In the bevacizumab study, the research team stated that a 10 million member plan could save more than $14.7 million cumulatively by year 3. For the plan, that translates to $0.12 per member per month or $20,791 per patient per year. This assumes a transition from 23% biosimilar utilization in year 1 to 70% biosimilar utilization in year 3 across bevacizumab indications. They also assume a steady 20% difference in net costs.

I don’t doubt the accuracy of the estimates, but the devil is usually in the assumptions, which is where potential savings often become narrower or less likely to occur in real life. To the authors’ credit, they did include a sensitivity analysis, calculating savings from 15% discounts to upwards of 40%. The problem is that the present net cost difference, based on Avastin®’s average sales price, and Pfizer’s stated wholesale acquisition cost at launch in January, is only 12%. Like in the budget impact analysis, this doesn’t include the existence of any rebates by either Pfizer or Roche (the maker of the reference product). At a 15% net cost difference, the authors estimate savings with the one biosimilar to be $11.0 million—still a significant amount over 3 years. After only 1 year, this savings would be $2.6 million.

On the hopeful side, when plans do decide to cover biosimilars, they often charge forward to gain greater biosimilar market share rapidly. Kaiser Permanente, for instance, switched utilization of bevacizumab biosimilars (prior to Zirabev’s launch) over almost all of their population within only 1 month in 2019. And when this type of switch occurs, you can bet that the rebates provided by the biosimilar manufacturer will create a net cost difference of greater than 15% or 20%.

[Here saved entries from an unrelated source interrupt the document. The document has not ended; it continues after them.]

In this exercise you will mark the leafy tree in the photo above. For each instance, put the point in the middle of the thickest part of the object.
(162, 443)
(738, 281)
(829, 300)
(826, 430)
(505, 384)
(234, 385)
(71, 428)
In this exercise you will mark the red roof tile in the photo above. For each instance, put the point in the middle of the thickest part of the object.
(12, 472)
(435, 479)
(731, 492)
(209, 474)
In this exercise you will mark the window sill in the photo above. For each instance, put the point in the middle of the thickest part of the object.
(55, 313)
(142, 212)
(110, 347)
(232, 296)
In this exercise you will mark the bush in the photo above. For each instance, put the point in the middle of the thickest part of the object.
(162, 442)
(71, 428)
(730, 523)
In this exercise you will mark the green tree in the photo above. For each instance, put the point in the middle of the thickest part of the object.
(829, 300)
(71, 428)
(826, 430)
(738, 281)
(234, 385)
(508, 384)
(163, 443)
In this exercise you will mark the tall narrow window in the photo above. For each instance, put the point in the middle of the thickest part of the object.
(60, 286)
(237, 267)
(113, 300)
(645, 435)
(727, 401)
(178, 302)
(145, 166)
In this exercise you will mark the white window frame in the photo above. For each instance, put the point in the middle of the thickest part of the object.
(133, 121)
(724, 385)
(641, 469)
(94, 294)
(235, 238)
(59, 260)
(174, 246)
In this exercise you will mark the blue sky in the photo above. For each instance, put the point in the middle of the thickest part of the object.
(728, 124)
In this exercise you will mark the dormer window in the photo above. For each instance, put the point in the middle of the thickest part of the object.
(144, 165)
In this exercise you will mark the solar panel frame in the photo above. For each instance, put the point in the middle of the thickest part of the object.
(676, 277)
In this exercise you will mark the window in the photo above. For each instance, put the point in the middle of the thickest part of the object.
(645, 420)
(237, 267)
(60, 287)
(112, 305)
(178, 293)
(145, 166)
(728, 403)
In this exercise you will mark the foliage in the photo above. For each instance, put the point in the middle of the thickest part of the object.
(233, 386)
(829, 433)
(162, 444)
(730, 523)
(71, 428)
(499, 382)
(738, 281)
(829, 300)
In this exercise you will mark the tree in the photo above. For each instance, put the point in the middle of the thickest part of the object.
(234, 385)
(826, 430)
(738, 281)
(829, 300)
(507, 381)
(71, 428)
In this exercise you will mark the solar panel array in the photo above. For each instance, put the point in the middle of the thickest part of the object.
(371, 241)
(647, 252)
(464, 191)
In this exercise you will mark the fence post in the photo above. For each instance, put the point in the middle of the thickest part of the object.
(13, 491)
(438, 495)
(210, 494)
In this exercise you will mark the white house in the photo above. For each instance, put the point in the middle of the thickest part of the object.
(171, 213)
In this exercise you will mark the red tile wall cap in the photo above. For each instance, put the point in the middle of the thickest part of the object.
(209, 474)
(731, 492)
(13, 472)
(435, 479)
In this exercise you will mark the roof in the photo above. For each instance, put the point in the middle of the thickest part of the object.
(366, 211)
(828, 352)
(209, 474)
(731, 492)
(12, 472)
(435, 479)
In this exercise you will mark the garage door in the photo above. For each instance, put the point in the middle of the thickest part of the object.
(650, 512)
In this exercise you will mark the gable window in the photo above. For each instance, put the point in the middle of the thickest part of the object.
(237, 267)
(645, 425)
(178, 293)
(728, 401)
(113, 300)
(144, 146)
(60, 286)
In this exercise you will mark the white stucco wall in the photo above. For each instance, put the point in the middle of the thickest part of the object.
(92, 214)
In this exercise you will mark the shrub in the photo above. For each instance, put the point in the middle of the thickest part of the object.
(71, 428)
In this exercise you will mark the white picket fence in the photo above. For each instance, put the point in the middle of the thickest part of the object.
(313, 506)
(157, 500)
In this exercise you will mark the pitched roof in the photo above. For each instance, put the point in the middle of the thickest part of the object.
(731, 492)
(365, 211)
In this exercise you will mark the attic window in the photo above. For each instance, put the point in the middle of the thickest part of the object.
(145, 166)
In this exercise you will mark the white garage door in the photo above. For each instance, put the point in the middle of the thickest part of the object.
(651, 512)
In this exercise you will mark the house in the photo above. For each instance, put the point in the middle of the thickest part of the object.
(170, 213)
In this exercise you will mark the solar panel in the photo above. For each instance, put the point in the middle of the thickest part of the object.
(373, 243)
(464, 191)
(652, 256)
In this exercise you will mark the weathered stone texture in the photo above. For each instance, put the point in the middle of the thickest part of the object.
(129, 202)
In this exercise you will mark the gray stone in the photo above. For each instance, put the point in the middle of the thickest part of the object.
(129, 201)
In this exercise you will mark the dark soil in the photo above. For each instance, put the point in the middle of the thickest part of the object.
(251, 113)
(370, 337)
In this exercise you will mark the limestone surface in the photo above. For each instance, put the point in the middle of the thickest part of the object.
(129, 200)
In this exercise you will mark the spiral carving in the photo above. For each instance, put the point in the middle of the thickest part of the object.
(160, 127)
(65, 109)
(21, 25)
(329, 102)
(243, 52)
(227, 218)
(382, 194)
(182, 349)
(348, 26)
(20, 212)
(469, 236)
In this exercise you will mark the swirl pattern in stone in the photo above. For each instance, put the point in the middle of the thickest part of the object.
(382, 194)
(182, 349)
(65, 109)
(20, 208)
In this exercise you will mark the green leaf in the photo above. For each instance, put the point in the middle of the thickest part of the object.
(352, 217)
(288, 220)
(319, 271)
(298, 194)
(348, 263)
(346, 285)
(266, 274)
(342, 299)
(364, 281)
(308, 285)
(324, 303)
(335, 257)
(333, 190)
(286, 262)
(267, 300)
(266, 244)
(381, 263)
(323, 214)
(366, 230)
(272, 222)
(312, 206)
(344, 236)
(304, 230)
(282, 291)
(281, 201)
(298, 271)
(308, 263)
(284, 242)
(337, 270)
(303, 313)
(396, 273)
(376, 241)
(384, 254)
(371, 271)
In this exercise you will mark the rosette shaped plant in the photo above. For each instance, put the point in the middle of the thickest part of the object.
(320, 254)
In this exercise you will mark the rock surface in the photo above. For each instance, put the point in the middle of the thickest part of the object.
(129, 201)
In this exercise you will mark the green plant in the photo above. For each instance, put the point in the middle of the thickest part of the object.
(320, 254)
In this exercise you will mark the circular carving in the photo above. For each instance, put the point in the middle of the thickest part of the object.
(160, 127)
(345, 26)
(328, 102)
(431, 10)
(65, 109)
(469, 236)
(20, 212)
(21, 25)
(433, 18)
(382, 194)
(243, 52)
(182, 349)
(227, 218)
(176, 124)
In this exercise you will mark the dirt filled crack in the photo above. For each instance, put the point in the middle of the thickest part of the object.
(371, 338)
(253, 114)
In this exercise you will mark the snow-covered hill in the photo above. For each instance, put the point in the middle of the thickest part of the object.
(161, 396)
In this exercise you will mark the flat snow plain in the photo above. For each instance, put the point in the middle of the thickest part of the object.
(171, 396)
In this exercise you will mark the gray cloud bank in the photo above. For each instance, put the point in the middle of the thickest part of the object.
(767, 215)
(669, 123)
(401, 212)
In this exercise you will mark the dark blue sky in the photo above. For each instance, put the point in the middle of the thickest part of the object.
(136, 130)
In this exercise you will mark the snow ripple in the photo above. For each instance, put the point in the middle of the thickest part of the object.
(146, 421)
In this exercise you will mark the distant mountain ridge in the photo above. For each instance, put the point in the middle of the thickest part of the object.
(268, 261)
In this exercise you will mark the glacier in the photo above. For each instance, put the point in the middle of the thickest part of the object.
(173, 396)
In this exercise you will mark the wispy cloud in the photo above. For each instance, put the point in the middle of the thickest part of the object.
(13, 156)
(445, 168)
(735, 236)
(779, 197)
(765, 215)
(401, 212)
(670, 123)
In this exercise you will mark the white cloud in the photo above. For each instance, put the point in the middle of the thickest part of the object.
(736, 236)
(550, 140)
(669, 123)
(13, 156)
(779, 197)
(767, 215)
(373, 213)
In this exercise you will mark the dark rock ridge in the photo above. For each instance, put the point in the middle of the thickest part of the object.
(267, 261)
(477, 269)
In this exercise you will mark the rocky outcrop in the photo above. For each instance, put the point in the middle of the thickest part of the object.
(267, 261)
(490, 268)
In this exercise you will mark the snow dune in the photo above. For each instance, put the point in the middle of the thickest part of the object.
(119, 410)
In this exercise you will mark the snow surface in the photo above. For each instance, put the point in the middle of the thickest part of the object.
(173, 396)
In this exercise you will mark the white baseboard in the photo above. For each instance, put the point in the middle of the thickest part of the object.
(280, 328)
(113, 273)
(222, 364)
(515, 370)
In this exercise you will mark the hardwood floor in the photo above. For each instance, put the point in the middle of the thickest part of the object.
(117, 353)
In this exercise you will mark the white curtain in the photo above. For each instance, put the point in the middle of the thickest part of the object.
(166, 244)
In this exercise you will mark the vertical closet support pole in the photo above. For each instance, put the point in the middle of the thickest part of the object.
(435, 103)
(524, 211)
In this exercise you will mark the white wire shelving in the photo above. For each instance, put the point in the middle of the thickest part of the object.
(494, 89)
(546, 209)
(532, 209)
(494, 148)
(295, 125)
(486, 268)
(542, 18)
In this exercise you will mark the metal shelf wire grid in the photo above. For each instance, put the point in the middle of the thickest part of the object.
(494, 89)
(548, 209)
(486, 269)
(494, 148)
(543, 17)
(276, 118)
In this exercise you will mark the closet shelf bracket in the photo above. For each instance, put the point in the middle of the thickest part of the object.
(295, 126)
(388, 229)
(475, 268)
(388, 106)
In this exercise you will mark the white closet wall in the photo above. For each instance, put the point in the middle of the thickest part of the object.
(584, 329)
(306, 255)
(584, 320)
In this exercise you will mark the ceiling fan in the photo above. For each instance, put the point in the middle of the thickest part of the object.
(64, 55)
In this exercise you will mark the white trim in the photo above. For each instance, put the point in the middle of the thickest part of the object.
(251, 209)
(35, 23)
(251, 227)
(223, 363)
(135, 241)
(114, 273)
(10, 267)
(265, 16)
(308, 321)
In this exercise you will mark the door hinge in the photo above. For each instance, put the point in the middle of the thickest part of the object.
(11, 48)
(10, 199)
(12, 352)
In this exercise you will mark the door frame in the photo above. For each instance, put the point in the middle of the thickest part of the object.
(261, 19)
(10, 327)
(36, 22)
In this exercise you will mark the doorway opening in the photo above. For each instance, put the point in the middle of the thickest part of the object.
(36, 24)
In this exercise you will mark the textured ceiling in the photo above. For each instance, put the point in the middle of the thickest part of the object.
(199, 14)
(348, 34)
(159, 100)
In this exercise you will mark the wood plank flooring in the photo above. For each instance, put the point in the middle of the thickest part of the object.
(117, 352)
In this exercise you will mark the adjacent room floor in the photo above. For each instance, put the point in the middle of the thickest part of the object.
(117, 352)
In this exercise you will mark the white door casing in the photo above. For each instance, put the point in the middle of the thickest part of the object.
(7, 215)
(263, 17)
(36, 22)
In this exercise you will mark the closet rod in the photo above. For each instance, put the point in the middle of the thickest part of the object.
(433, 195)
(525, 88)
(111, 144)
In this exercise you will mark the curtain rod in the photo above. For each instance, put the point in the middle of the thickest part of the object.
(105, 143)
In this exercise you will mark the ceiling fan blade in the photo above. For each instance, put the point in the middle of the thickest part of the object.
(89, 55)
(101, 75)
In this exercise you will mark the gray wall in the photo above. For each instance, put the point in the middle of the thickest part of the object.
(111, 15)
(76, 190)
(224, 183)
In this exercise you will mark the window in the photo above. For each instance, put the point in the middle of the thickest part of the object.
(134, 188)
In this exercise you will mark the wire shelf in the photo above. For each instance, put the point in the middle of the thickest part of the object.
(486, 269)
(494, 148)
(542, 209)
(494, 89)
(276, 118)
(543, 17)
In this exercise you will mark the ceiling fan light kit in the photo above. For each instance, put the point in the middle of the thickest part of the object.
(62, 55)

With all of this considered, the best guidance a budget impact model can provide is directional. That said, the common refrain from payers has been “I’ve never seen a pharma-sponsored budget impact study where the company’s drug didn’t save money!” Manufacturers are almost expected to provide them though, and this type of modeling can describe under what conditions savings might accrue. However, your actual experience will almost never reflect these conditions!

The Botox® Cure: Biosimilar OnabotulinumtoxinA Development Moves Ahead

A joint press release from Mylan and Revance issued on June 1, 2020 stated that progress is being made on characterizing a proposed Botox biosimilar. As a result, Mylan has agreed that the onabotulinumtoxinA biosimilar development program should proceed.

According to the press release, the partners engaged the Food and Drug Administration to discuss the possibility of an onabotulinumtoxinA biosimilar in early 2019. Based on the positive results of that meeting, Mylan and Revance took their analytical and characterization program to the next level, which would await Mylan’s decision to proceed. Specific developmental milestones have been passed, and Mylan has paid Revance based on its existing agreement.

A fascinating aspect of this biosimilar news is that Revance has been focused on a novel botulinum toxin A agent called daxibotulinumtoxinA, which has undergone more than a dozen studies for primarily cosmetic uses. The development of a biosimilar version of Botox could compete directly with this follow-on agent. Revance had filed for 351(a) approval from the FDA drug in February 2020 for daxibotulinumtoxinA.

Not only is Allergan’s Botox indicated for cosmetic uses, but this reference agent is approved for use in muscle spasticity, migraine prevention, overactive bladder, and other disorders (several of which are potential targets of daxibotulinumtoxinA).

In other biosimilar news… Fresenius Kabi announced its first FDA-accepted 351(k) submission—for MSB11455, a version of pegfilgrastim. It is likely the application package includes data from two phase 1 clinical trials (in healthy subjects) to test the safety and pharmacokinetics/pharmacodynamics of MSB11455. Based on a May 27 submission date, Frenenius Kabi should expect an FDA decision in Q2 2021.